When Forever 21 filed for bankruptcy earlier this week, there was much bemoaning but not a lot of actual surprise on offer. The chain’s decline was a long-running phenomenon, as falling sales and decreasing foot traffic began to gin up rumors of it coming bankruptcy several months in advance of the actual event.
The chain was held as one of the pioneers of the so-called fast fashion movement that dominated retail, particularly retail targeted at young female customers, for approximately a decade and a half. Open for business for the last 35 years, at the time it declared bankruptcy, Forever 21 operated 815 stores in 57 countries worldwide — and was buffeted by the retail headwinds that have been scouring the entire segment. In the U.S. many of those hundreds of locations are located in malls, and suffering from the ill effects of falling consumer foot traffic. And in major metros, where the firm tends to have stand-alone stores in trendy areas, the situations has been different, but arguably not much better. More customers are making it through the doors to shop — but high rents tend to take such a massive bite out of the margin that the utility of the brand’s aggressive expansion over the last three decades is clearly questionable.
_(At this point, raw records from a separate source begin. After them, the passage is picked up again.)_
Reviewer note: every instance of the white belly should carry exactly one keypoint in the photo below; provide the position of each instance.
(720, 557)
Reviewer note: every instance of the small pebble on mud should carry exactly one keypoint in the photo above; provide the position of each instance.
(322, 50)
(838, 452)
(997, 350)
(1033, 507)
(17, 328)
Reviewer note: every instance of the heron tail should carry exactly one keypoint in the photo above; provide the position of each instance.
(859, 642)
In the case of Forever 21, it appears the brand is going to attempt to stick around for a second life after bankruptcy, albeit at a much diminished scale. The firm has announced that using bankruptcy protection as a shield, it will now attempt to reorganize with a much smaller footprint. It will close 187 of its 500 store locations — roughly 20 percent — while it will be fully exiting both the European and Asian markets.
The bigger question left in the wake of Forever 21’s rapid fall from grace, and the one that has been recurring in think pieces all week, is whether this most recent filing will be the canary in the retail coal mine for fast fashion as a force in retail for younger consumers.
This is not to say it isn’t still making money — or selling lots of cheap T-shirts and legging sets to consumers. In 2018 alone fast fashion as a segment of the apparel industry brought in over $35 billion. But as is often the case in the fashion world, things are in one day and decidedly out the next, and the emerging consensus is that fast fashion is on the way out.
“Forever 21 bankruptcy signals a change in consumer tastes,” The New York Times declared, arguing that the exploding interest among younger millennials and Gen Z consumers in sustainability has left fast fashion’s buy-it-today-toss-it-tomorrow ethos somewhat out of step with current trends. Consumers aren’t looking for items of clothing they can pick up on the cheap and dispose of without any real guilt over wasting the money, because customers are increasingly concerned over feeling guilty about wasting the planet by such a consumption pattern.
But is that perhaps reading a bit too much into the failure of a single name in fast fashion — even an important one like Forever 21? Consider, for example, that while some have struggled in the game, it is far from the case that universally consumers are turning their back on fast fashion brands. U.K.-based fast fashion retailer Boohoo, for example, recently announced it had logged £1 billion in sales revenue a 12-month period for the first time in its corporate history — following what was described internally as an “outstanding” first half.
“It has been a fantastic first half of the year for the group,” said John Lyttle, the former Primark executive who now runs Boohoo. “We enter the second half of the year well-placed and confident that our platform … will deliver further market share gains.”
And there are other, often less thought-of corners of the fast fashion universe that continue to do well — Old Navy is the strength that is carrying Gap Inc. at this point, and Walmart, Target, Amazon and Costco have all invested big into apparel in the last few years. Their offers may not get the “fast fashion” label nearly as often as their counterparts at H&M and Zara often do — but their pricing and deployment strategy to younger consumers is remarkably similar.
Still, fast fashion as we know it may be changing. Both H&M and Zara have begun to change their product line in the last 18 months or so — including “sustainable” and “durable” items meant to be worn for longer than it might take for a consumer’s mood to change.
Because, as it turns out, the consumer mood when it comes to the heavily-polluting fashion industry is already starting to change. And while Forever 21 was an early victim for reasons far outstripping evolving tastes, it seems that merely being fast won’t be enough for customers when it comes to clothes. They would also, as it turns out, like them clean.